Thomas Edward Skladany (/skləˈdeɪni/ sklə-DAY-nee; born June 29, 1955) is an American former professional football player who was a punter in the National Football League (NFL), primarily with the Detroit Lions. He played college football for the Ohio State Buckeyes. A three-time first-team All-American, he is widely considered to be, along with Ray Guy, one of the two greatest punters in college history.

==Biography==
Skladany later played in the NFL from 1978 to 1983. Skladany, the only three-time, first-team All-American punter in college history, made Big Ten history in 1973 when he became the first specialty player given a football scholarship in Big Ten football. Skladany was considered by Street & Smith's and Parade to be the consensus number one high school kicker and punter in America in 1972. Skladany turned down scholarship offers from Michigan, Penn State and hometown Pittsburgh to sign with Woody Hayes and Ohio State. Skladany was a three-time All-American at Ohio State University (1974–1976). He was inducted into the Ohio State University Athletic Hall of Fame in 1991.

Skladany, a second-round pick of the Cleveland Browns in 1977, made professional sports history when he held out the entire season in a contract dispute, becoming the first-ever NFL draft pick to hold out a full season. His rights were traded to the Detroit Lions after the 1977 season. Skladany was selected to the Pro Bowl after the 1981 season and named first-team All Pro in 1978 and 1981. A back injury ended Skladany's career prematurely in 1983 while punting for the Philadelphia Eagles.

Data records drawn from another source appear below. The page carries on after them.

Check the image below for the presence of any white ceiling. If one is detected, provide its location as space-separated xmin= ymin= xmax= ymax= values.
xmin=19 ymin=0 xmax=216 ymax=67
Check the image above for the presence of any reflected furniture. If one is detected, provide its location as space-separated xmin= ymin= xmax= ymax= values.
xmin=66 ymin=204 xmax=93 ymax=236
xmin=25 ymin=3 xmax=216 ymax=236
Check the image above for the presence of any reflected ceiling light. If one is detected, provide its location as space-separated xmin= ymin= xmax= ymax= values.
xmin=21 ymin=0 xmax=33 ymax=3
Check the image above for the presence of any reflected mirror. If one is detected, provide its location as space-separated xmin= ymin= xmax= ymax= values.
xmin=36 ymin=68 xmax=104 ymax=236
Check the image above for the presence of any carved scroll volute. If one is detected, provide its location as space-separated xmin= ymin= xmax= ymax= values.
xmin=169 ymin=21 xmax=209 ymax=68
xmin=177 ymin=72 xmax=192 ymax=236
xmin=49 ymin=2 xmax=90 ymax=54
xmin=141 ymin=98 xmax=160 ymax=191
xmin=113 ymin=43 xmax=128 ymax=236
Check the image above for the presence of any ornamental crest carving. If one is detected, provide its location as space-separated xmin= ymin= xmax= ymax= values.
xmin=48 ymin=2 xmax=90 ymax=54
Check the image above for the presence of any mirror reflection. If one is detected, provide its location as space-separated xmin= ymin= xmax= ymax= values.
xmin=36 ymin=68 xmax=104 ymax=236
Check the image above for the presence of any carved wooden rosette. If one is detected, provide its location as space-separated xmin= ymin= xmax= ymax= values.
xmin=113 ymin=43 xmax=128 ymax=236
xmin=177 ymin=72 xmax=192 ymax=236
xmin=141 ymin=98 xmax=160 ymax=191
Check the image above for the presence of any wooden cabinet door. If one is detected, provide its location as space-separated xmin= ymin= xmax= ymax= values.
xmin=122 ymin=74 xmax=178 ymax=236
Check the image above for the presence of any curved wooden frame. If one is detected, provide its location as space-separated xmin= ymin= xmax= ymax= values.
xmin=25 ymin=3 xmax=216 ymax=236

Skladany comes from a football family of note. Tom's uncle, Leo blocked a field goal as regulation time expired in the 1949 NFL championship game to propel the Philadelphia Eagles to the NFL title over the Los Angeles Rams. Another uncle, Joe "Muggsy" Skladany is a member of the College Football Hall of Fame and played for the Pittsburgh Steelers in 1941 before enlisting in World War II. Tom's uncle Ed Skladany turned down the Chicago Bears to sign with the Cincinnati Reds in 1945. Tom's brother Joe Skladany was an All-American linebacker at LaFayette University in 1981, and played for Arizona Wranglers of the USFL in 1982.

After retiring from the NFL in 1983, Tom opened an American Speedy Printing Center in suburban Columbus, Ohio, and raised four daughters, all of whom played Division I collegiate soccer. His daughter, Karly, married *NSYNC singer Chris Kirkpatrick in 2013, and his youngest daughter, Camryn, has excelled both athletically and professionally. Camryn is currently a leading executive in the professional staffing and recruitment industry. Tom Skladany is a past President of the NFL Alumni Association of Ohio (1989–2013).